Yes - the best French song of the decade - HA! I lived in Paris for 6 years. My french is pretty good. The language really lends itself to wordplay. I didn't want to make it French and our label said there was no way we could have a french album title - (so it's english for the album), but John, who wrote the music, brought it into rehearsal and said that I absolutely had to write words in french. About 1990, Boris Bergman, who writes all of Bashung's lyrics and has collaborated a lot with Roman Polanski, was put together with me by some major record label to try to adapt some of my songs and make French hits. I hated the whole thing! He's a wonderfully charming and clever man, but it didn't work at all and I never tried writing in french again. Until now. I'm surprisingly happty with the result! John was right.

New York becomes more and more expansive. We know some clubs are closing down, musicians are moving out because they can't pay the rent, but now the same is happening to Brooklyn I heard. If it's true, where's the next destination for the creative musicians?
A raft in the river! Berlin?
Brooklyn - or let's say the Williamsburg section - a very tiny part of Brooklyn, has been the "hip" place to be for 8 years now. And as I write, things are already moving back to Manhattan a bit, because 90% of the "new" Williamsburg is 18 year old rich-kid students, trendy poseurs and wannabe hipsters without a clue. Everybody is "too cool for school." I don't want to say Williamsburg sucks, because that's too easy as well. Of course there are a few good clubs and bars and galleries there, and some wonderfully creative people, but basically, I don't like going there and you couldn't pay me to live there. Christian just moved back to Manhattan after 7 years in Williamsburg. I live in Harlem on a street with a Methodist, African church; a catholic church and the Russian orthodox church from the 19th century. There's a beautiful, huge cemetary across the street. It's quiet at night. Certainly the neighborhood is changing here - getting a bit richer - maybe less drugs being sold - but it's still 80% Dominican. I love it up here. Around the corner from me is the Dance Theater of Harlem. The other corner is the Hispanic History museum where they have the 2nd largest collection of Goya's in North America! And nobody ever goes there!

In New York there have always been small, but influencial scenes, CBGB, no wave, noise, hip-hop, down-town jazz. Is there on the outskirt of town any sings of the new thing that is coming?
Omaha, Nebraska! Saddle Creek records...Ha! That's over too. I think the most vibrant scene in North America now is in Canada. Especially Montreal. The whole scene around Arcade Fire and Broken Social Scene is quite impressive. Well, at least relative to other things. I just saw Owen Pallet solo at a festival in Germany where we also played and it was brilliant! (The Arcade Fire violinist). And every minute it seems somebody is coming out of Canada.

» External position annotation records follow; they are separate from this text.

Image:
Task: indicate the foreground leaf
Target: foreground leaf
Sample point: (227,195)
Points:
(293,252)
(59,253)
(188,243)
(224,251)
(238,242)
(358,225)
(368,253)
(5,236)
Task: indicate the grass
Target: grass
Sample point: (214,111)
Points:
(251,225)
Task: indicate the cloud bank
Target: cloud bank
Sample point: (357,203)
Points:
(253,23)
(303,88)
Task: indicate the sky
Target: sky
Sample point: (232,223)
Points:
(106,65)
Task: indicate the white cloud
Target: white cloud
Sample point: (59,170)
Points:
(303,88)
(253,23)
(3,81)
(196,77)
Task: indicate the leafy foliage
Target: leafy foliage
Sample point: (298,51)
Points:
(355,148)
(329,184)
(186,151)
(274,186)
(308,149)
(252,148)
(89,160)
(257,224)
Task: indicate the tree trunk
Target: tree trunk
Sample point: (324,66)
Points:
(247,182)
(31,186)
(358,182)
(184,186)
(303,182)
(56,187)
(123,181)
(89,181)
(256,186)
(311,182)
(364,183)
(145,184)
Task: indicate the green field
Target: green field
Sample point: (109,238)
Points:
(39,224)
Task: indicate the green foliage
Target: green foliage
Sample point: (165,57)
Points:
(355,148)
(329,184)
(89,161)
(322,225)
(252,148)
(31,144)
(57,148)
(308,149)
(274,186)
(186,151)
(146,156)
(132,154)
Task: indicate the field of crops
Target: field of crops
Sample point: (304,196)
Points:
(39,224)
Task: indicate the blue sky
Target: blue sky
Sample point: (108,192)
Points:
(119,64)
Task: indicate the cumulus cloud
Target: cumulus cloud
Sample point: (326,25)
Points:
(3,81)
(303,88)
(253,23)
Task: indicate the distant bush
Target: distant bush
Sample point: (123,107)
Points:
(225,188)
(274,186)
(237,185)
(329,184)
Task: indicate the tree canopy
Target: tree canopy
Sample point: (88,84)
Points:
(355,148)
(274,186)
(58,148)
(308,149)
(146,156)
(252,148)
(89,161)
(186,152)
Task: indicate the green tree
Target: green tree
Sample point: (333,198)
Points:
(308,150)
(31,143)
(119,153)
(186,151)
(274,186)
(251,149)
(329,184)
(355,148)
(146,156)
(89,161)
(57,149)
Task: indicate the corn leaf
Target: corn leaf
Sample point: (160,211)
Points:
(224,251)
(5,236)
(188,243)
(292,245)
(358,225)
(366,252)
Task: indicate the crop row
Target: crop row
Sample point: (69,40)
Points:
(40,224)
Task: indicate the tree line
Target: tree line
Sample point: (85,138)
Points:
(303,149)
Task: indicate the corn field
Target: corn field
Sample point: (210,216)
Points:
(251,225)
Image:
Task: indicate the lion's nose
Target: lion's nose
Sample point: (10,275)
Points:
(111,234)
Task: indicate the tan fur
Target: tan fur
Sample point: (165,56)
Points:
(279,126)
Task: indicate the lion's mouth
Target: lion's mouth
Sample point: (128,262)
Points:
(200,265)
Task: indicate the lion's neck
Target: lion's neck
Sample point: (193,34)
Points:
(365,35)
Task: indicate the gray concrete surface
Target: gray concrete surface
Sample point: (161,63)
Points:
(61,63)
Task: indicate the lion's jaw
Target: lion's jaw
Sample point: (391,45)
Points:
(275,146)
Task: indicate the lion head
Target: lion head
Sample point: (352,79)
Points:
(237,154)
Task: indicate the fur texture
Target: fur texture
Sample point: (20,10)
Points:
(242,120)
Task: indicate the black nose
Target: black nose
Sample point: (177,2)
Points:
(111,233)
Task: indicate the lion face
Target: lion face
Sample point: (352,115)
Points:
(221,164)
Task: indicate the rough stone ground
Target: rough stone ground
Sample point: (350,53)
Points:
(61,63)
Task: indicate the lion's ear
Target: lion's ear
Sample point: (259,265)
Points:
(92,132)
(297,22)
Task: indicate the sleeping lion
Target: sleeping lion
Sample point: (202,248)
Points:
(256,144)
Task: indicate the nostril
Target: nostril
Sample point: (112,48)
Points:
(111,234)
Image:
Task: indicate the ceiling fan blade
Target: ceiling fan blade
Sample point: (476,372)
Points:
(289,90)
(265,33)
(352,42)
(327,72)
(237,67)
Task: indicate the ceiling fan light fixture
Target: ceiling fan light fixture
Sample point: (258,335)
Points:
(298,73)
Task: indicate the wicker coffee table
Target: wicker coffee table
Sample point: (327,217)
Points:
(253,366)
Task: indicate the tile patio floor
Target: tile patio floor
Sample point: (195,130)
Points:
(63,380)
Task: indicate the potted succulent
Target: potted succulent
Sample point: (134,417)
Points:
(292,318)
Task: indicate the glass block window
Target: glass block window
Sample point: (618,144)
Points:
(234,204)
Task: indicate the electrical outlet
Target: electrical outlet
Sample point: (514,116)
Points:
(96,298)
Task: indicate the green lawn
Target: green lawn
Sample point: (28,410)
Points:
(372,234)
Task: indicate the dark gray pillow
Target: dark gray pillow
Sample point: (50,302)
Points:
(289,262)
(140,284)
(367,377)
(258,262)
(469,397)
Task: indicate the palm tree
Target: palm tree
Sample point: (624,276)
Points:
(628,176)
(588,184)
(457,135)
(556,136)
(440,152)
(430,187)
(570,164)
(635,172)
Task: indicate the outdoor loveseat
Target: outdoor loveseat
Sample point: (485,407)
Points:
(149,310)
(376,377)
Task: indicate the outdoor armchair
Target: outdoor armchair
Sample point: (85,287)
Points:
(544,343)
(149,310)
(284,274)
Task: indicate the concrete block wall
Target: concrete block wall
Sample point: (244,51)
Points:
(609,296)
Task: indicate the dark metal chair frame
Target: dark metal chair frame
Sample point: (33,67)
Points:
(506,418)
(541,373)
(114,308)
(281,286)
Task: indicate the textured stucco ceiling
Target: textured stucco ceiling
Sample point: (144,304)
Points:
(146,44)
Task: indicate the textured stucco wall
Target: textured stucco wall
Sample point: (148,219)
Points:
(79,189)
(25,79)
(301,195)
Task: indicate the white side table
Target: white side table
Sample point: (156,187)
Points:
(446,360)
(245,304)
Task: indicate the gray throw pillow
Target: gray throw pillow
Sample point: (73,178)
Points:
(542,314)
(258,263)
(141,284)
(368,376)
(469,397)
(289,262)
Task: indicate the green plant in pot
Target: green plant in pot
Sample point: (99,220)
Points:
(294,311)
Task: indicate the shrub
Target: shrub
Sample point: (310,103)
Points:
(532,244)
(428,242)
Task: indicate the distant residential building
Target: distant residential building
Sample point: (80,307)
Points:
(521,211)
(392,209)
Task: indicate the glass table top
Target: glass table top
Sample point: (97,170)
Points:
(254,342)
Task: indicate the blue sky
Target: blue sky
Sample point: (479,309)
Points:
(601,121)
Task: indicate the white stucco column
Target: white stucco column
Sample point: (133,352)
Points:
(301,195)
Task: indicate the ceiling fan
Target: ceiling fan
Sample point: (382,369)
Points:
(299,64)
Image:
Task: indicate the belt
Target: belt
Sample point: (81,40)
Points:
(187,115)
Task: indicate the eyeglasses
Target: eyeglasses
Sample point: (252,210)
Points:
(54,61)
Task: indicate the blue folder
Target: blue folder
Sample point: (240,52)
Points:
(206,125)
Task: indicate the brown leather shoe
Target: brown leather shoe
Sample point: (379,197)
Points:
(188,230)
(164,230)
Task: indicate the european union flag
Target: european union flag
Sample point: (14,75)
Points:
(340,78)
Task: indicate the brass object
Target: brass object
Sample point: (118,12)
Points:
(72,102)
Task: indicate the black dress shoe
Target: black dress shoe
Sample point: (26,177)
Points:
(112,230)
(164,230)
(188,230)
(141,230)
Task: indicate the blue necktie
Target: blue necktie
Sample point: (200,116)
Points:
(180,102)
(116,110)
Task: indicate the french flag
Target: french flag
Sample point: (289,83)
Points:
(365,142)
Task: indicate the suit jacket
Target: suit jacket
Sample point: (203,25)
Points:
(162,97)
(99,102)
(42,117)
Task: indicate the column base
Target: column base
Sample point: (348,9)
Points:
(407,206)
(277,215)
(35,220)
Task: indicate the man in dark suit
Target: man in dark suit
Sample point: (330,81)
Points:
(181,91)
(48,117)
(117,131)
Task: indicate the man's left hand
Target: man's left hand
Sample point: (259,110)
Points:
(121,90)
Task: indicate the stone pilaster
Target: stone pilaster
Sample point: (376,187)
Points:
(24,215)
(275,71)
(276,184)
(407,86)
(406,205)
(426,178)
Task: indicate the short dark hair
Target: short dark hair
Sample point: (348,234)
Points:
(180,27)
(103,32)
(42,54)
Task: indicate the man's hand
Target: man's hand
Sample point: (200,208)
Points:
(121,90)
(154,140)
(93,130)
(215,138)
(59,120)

I also love the Dresden Dolls and they've certainly spawned a lot of imitators. But to say there's a scene in New York is just bullshit. I think it's the nature of the ease of modern technology. Everyone's in their own little bubble doing their thing. And everybody is in competition with everybody else. There is a certain vestige of a quieter, but still very intense more mature music - with punk roots - but made by people wise enough to know they can't STILL be The Sex Pistols. That would be Botanica, Edison Woods, Bee & Flower (who moved to Berlin), Morex Optimo, World Inferno/Freindship Society, Kid Congo and the Pink Monkey Birds, Nervous Cabaret, Elysian Fields, Joan As Policewoman, (who I love!) etc...but it's not a scene. But there is a certian nostalgia for the decadence, danger AND sweetness so hard to find nowadays.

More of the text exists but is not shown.